Due to there being so many issues with the CF cards, its pretty much impossible to build a interface when the CF cards just seem unreliable to start with. I don't know if the CF technology is simply bad or they just do not like being hooked into a Atari. I know when I tried hooking a CF card into the IDE cable on my PC, it refused to even boot up. Later I used a USB CF reader which seemed a lot better. Though as the Atari is trying to work in IDE mode like my PC, both have issues. As to why the CF card reader works , no idea. Maybe they fixed some odd issues or use PIO modes instead of DMA modes. PIO did seem more reliable than DMA, so that could be some clue.
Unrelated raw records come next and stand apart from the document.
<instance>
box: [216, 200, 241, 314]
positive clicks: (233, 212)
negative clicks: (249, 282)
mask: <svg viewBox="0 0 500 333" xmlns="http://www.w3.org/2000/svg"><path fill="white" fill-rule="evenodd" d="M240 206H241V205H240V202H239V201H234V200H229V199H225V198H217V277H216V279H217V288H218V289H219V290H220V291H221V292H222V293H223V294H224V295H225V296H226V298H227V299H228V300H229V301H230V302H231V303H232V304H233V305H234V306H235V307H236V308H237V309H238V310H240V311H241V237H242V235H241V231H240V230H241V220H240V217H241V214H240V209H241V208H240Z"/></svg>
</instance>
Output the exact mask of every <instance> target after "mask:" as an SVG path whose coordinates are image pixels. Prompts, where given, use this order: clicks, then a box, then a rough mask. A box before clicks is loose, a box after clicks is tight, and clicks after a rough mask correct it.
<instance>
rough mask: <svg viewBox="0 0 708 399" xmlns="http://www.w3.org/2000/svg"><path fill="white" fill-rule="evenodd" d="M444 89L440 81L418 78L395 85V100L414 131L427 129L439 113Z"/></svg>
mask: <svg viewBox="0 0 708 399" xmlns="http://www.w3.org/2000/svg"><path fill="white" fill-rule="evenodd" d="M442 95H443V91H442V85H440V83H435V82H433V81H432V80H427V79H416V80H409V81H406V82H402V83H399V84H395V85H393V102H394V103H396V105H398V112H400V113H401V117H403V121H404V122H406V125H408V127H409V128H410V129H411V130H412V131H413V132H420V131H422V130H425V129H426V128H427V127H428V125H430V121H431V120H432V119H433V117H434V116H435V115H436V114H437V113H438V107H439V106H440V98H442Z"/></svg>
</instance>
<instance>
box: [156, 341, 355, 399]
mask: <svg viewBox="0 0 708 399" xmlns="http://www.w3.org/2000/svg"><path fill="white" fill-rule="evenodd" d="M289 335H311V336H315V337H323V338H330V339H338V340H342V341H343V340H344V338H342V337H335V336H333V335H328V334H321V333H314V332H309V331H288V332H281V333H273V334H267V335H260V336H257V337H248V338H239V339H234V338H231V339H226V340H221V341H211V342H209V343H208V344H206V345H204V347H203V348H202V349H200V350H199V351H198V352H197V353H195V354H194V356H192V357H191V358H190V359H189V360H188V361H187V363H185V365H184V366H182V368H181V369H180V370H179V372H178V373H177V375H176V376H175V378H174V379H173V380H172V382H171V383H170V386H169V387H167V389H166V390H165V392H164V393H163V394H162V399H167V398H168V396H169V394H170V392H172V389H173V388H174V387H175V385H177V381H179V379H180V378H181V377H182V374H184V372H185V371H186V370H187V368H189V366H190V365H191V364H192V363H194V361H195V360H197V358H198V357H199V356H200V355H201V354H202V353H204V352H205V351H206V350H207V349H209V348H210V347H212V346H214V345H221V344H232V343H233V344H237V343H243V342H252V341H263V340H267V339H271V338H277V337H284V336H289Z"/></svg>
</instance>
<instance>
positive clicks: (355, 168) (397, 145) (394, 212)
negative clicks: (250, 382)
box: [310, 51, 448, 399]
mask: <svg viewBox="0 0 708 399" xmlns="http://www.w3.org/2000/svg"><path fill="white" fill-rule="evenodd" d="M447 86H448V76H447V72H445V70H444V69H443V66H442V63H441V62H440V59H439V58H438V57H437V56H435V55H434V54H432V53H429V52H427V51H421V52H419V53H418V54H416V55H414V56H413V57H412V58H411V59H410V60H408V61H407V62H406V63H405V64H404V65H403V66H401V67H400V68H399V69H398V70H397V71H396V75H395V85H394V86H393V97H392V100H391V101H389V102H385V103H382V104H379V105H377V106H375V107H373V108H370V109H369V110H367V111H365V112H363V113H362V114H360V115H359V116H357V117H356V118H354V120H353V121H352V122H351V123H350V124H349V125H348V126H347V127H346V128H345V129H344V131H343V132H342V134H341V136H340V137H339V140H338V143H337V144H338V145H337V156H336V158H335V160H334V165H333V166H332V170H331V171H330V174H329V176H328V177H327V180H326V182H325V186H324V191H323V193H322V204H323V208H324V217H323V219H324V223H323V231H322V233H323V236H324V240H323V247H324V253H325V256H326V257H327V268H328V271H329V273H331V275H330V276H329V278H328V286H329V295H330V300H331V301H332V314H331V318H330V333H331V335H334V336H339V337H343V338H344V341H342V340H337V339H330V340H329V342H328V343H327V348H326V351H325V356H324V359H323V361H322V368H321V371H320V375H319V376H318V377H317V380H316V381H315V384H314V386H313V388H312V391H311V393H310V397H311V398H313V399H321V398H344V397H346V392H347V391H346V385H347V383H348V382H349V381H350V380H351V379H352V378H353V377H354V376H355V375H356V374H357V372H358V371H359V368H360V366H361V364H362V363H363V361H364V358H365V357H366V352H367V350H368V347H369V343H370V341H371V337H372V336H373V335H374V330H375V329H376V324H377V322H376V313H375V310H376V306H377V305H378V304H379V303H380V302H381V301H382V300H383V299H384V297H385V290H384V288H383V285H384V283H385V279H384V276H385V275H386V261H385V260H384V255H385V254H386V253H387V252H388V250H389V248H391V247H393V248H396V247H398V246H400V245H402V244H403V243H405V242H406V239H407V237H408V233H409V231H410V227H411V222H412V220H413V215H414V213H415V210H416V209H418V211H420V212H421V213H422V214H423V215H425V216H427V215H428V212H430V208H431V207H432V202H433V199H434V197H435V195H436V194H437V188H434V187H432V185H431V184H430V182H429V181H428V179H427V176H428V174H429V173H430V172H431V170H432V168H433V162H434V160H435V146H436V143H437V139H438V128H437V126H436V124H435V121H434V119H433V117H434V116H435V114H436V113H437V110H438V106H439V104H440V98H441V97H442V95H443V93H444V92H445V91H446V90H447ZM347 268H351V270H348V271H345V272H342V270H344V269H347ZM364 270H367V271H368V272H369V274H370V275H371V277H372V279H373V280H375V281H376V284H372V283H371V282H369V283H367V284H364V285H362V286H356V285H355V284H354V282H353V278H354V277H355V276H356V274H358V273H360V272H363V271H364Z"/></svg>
At this point I am probably going to abandon this project. For whatever reason, CF cards are just screwy! I am not convinced they are stable to start with. So there is little use in trying to build a interface based on iffy CF technology. There must be better storage solutions which can be hooked up to a 8bit bus other than CF cards. As to what, no idea. While flash memory is available, it still needs some type of control logic to select sectors in the flash. While this could probably be done, its probably going to turn into a huge project as it would need a totally new hardware and software solution.